Calhoun County High School graduate Keymo Walker recently became one of two students from South Carolina and 15 nationwide to be named a Jobs for America Graduate Smith Scholar.
Walker successfully completed the four-year program that targets students at risk of dropping out of school. He plans to attend Winthrop University in the fall, where he will study social work with a focus on domestic violence.
Walker said he wants to return to serve in his community after he completes his higher education.
“I always understand and live my life for the better of everyone in my community, not just for myself,” he said.
Job Specialist Geraldine Sackiel, who heads the Calhoun High JAG program, remembers Keymo as a “very shy but very bright and intelligent ninth grader. He had leadership skills, but needed motivation,” she said.
Sackiel worked to motivate Walker, she said.
During the past four years, Walker has become a “leader who motivates his peers into doing things they would never do without encouragement,” she said.
He has also developed self confidence, according to Sackiel.
Walker says his strengths include kindness, helping others and the ability to solve problems and make decisions. He said his weakness is speaking before large audiences.
Sackiel said that weakness has given Walker an empathy that enables him to encourage others.
For example, there was one young lady in the ninth grade who was afraid to take part in class, but Keymo was able to get her to get up and read a simple paragraph out loud, Sackiel said.
Since he entered the JAG program in the ninth grade, Walker has become not just a leader at Calhoun High, but in the South Carolina National JAG program.
He’s served as president of the Career Association twice and as a state delegate to the national association in Washington for two terms.

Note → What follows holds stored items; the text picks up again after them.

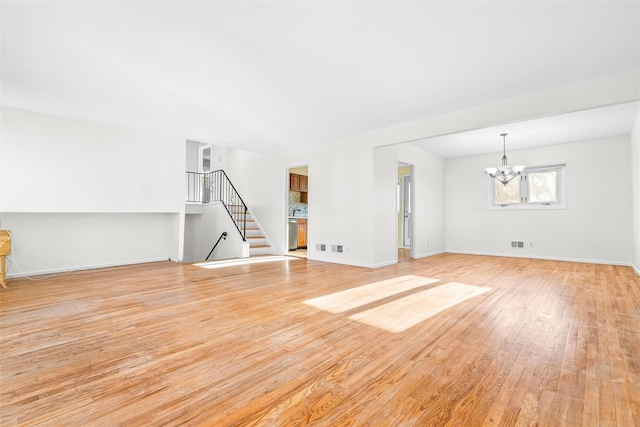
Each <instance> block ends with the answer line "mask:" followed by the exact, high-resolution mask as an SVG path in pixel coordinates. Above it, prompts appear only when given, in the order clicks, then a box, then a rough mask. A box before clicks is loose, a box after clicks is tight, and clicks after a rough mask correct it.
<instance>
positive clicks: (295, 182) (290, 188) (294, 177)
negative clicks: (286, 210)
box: [289, 173, 300, 191]
mask: <svg viewBox="0 0 640 427" xmlns="http://www.w3.org/2000/svg"><path fill="white" fill-rule="evenodd" d="M289 190H291V191H300V175H298V174H295V173H292V174H289Z"/></svg>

As a JAG scholar, Walker received a $2,000 scholarship.
The South Carolina JAG program is coordinated by the S.C. Department of Employment and Workforce. Under the direction of a career specialist at each school, students work on skills identified by businesses as essential to successful employment.
This is the first time a South Carolina student has been named a JAG Smith Scholar since the organization was created in 2005.